Advice about project architecture

Hello guys, just wondering some best practices.

I have a news web site, on 6 languages, 7 daily indices for each, 10/20Go per index, 1 million search for all per day.

I would like to separate each language, is it good to:

  1. Create 6 clusters with 3 master node, 3 data nodes, and have X tribe nodes as client node to query all.
  2. 1 big cluster, 3 master nodes, 18 data nodes with shard allocation per node per language and X client nodes

?

I am a bit confuse of the tribe node usage.

Thanks you,

7 daily indices isn't too many. I'd go with option 2. Are you indexing the news or logs or something? If logs then I don't think you need an index per language. You might do better putting them all in one. If you are indexing the news, well, then you might want an index per language, that is up to you, but it is more likely than if it is logs.

You should also have a look at the rollover and shrink APIs, they might make more sense then using daily indices, especially if you want an index per language and the languages very in ingest rate.

Thanks you nik.

Any experience with tribe nodes? I don't know what they are good for or not.

BTW, very interesting post about rollover (https://www.elastic.co/blog/managing-time-based-indices-efficiently) thanks you to introduce me this new ES feature nik!

So it seems a good practice to have a single big cluster, with differente "node groups" (via routing stuff) ?

Personally I don't have any but I know they need to stay on the same version as all nodes which I'm not a fan of.

Up to a point, yes. Once you start getting to many dozens of nodes you start to wish you had multiple clusters. It is a thing we've been thinking about lately. Ways to make that nicer.

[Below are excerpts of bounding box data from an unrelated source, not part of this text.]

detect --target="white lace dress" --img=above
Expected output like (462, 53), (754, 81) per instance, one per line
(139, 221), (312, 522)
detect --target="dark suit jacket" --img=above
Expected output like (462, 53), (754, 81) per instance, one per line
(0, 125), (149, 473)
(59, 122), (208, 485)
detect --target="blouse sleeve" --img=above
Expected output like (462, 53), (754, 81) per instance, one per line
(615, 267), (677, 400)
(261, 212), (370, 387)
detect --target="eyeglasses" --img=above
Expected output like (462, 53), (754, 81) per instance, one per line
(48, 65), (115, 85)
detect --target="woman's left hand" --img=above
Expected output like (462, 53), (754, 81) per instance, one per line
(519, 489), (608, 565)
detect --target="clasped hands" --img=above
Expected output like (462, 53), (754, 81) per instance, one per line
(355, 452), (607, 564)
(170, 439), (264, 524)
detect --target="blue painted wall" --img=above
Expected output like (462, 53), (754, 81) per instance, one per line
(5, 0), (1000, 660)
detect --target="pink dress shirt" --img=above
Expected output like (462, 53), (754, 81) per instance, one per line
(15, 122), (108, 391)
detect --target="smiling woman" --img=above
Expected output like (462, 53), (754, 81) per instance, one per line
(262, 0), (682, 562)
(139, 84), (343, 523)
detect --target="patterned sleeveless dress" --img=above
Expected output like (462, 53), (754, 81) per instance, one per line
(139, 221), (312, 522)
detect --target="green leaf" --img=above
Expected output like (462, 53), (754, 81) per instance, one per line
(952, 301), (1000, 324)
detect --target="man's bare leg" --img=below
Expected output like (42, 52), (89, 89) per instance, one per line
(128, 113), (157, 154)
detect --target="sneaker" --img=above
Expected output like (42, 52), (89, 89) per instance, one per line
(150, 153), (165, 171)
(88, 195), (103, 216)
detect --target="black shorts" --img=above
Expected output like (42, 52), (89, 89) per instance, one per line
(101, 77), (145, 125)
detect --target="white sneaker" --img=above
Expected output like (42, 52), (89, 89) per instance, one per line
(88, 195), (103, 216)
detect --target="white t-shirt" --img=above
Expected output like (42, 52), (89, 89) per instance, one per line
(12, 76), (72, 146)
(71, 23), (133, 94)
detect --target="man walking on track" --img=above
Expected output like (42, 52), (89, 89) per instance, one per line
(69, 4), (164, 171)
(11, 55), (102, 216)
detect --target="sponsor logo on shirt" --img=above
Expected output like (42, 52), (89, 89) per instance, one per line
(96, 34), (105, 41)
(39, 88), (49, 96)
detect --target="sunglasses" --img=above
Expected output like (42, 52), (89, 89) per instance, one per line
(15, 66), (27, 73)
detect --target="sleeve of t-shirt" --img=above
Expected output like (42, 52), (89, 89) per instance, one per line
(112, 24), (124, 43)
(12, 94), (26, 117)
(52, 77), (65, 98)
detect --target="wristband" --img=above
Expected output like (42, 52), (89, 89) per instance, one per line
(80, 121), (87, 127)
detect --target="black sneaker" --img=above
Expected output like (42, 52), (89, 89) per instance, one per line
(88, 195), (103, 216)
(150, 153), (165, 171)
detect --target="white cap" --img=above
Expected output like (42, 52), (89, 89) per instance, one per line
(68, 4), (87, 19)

But if you are running less than 50 nodes you aren't likely to notice anything. Eventually (how many nodes, I don't know, it depends on lots of stuff, I guess) you'll start to see things like adding fields and moving shards from node to node take longer than it should.

Thanks you again, I prefer to go for a single cluster with routing, but my colleagues prefer a cluster per langue to avoid "blast radius" of a crash (I found that stupid but ...).

So I am looking for good reason to not use a such architecture.

This topic was automatically closed 28 days after the last reply. New replies are no longer allowed.